• Sonuç bulunamadı

Dramatik Metinden Tiyatro Metnine

Yönetmenler değişen tiyatro anlayışına uygun araçlarla düşünürken, klasik dram metinlerini de kullandıkları görülmektedir. Fakat metni, merkezsizleştirerek, parçalayarak, yapısını bozarak kendi sahneleme biçimlerine uydurmaktadırlar. Klasik metinlerin yakın zamanlı sahnelemelerinde örneklerine rastlanabilecek bu eğilim, bütün değişimlere karşın metin ile sahneleme arasındaki krizin sürdüğünü göstermektedir. Çağdaş yazarların bir bölümü bu gerilimi azaltmak

için, yönetmen tiyatrosunun isterlerine uygun metinler yazmaktadırlar. Klasik dramın yapısal unsurlarını-eylem, figür, diyalog- metadram biçiminde oluşturdukları metinlerde, konu haline getirmektedirler. Dramın asal bileşenlerini dönüştürerek kullanan bu yazarlar, statik dram ile eylemi eylemsizliğe, klasik nedenselliği ve sonuca doğru ilerleyen yapıyı, sonsuz dönüşlerin çevrimsel mantığına oturtmakta, karakteri kişisellikten uzaklaştırarak ve diyalog yerine de monolog ya da koro kullanarak, klasik dramın tüm unsurlarını dönüştürmektedirler.

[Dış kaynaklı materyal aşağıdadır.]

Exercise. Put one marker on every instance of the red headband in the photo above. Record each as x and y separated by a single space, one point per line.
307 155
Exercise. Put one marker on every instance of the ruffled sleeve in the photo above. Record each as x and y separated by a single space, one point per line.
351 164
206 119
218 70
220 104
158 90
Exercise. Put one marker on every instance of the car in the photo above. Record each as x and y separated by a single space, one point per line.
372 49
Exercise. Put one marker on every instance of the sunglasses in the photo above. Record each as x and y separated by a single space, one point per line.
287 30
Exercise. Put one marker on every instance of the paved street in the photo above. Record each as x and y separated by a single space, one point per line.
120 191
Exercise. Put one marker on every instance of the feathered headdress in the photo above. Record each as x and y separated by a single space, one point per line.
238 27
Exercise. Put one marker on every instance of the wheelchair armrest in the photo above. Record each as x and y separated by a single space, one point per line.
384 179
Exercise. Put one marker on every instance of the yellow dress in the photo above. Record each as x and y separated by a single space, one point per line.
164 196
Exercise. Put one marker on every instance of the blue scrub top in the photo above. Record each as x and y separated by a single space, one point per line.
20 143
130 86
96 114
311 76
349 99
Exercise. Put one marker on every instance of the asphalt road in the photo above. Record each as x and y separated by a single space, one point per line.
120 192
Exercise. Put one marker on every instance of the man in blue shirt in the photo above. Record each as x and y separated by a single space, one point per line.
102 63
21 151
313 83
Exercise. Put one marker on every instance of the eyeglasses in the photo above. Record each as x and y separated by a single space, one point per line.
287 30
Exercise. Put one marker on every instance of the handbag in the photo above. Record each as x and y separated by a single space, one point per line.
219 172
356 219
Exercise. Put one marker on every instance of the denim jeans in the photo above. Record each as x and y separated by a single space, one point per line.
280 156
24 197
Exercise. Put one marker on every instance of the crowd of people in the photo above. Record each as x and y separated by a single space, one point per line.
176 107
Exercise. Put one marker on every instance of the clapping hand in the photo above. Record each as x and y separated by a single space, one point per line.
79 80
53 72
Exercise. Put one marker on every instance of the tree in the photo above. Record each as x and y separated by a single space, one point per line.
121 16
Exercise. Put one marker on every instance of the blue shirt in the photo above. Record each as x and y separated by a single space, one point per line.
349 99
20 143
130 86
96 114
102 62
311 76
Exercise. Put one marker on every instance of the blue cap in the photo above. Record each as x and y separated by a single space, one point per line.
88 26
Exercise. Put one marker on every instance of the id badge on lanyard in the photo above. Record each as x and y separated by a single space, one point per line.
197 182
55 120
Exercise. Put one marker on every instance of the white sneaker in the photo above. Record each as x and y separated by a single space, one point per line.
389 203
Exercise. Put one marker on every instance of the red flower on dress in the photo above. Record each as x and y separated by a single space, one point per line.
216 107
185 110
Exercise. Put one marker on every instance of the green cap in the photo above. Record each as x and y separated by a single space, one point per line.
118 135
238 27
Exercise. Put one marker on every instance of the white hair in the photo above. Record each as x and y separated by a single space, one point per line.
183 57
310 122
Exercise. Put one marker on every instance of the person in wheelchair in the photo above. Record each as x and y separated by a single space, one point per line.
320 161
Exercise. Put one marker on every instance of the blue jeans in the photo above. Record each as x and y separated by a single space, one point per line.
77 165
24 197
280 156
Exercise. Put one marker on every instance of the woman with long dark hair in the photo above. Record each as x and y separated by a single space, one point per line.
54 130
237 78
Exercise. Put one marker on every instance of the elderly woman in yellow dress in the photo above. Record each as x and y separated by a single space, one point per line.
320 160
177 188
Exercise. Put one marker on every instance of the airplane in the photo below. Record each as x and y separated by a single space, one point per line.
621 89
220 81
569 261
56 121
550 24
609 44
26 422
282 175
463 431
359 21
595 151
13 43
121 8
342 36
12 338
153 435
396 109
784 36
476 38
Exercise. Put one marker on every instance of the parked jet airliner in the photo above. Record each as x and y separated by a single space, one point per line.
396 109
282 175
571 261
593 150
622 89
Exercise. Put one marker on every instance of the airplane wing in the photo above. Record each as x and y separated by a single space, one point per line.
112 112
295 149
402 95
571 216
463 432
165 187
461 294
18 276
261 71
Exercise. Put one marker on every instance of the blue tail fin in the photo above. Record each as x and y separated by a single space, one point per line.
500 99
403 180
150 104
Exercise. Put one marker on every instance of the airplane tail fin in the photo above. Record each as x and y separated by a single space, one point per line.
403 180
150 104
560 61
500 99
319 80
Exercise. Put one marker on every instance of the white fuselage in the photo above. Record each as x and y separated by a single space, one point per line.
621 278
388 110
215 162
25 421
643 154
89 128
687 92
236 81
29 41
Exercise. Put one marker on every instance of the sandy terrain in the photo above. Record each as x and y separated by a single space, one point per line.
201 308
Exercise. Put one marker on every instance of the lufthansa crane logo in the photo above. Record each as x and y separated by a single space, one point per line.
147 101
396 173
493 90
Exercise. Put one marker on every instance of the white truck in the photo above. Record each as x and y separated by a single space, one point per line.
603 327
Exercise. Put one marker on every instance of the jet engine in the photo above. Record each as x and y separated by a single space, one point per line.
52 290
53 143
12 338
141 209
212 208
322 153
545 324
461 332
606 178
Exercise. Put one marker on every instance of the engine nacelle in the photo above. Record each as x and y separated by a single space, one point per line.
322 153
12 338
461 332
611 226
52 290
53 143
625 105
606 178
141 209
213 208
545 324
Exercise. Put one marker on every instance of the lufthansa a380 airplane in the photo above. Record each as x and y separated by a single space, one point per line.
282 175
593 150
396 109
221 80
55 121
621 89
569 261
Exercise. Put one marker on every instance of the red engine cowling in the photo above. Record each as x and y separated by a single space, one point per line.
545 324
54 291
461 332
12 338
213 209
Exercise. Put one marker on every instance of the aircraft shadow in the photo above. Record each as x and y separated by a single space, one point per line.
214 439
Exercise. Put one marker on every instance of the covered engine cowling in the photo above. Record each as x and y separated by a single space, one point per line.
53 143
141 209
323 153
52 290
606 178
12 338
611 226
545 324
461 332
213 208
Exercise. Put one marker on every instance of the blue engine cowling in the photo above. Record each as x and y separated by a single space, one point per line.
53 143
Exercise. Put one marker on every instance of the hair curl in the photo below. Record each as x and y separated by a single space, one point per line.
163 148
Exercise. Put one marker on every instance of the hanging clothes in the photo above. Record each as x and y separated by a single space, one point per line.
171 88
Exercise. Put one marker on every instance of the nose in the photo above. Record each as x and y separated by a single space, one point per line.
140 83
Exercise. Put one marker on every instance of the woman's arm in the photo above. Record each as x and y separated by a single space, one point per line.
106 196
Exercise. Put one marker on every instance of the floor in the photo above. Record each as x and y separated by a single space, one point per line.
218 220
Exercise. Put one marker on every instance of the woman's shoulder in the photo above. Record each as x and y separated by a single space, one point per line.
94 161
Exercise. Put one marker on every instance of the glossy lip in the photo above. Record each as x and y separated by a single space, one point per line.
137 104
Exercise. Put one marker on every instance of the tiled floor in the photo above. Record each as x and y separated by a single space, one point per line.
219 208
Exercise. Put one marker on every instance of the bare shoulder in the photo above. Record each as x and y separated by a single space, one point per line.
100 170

Kolaj ya da fragman olarak oluşturulan metinlerde ise, yazının materyal değerine dikkat çekmekte ve ritmik,dize diline dönüş yaparak dili, bir gösterenler zinciri olarak kullanmaktadırlar. Kelimelerinin, görüntü tarafından baskılanmasını kabul eden yazarlar, metinlerini bir sahne metni olarak tasarlamaktadırlar. Tiyatro için yazılmış olma ilkesinden hareketle oluşturulan bu metinlerin, dramatik tiyatronun dışında bir metin üretimine işaret ettikleri söylenebilir. Dramatik tiyatronun dışında kalan metinler, bu alandaki değişimlerin somut örnekleridir.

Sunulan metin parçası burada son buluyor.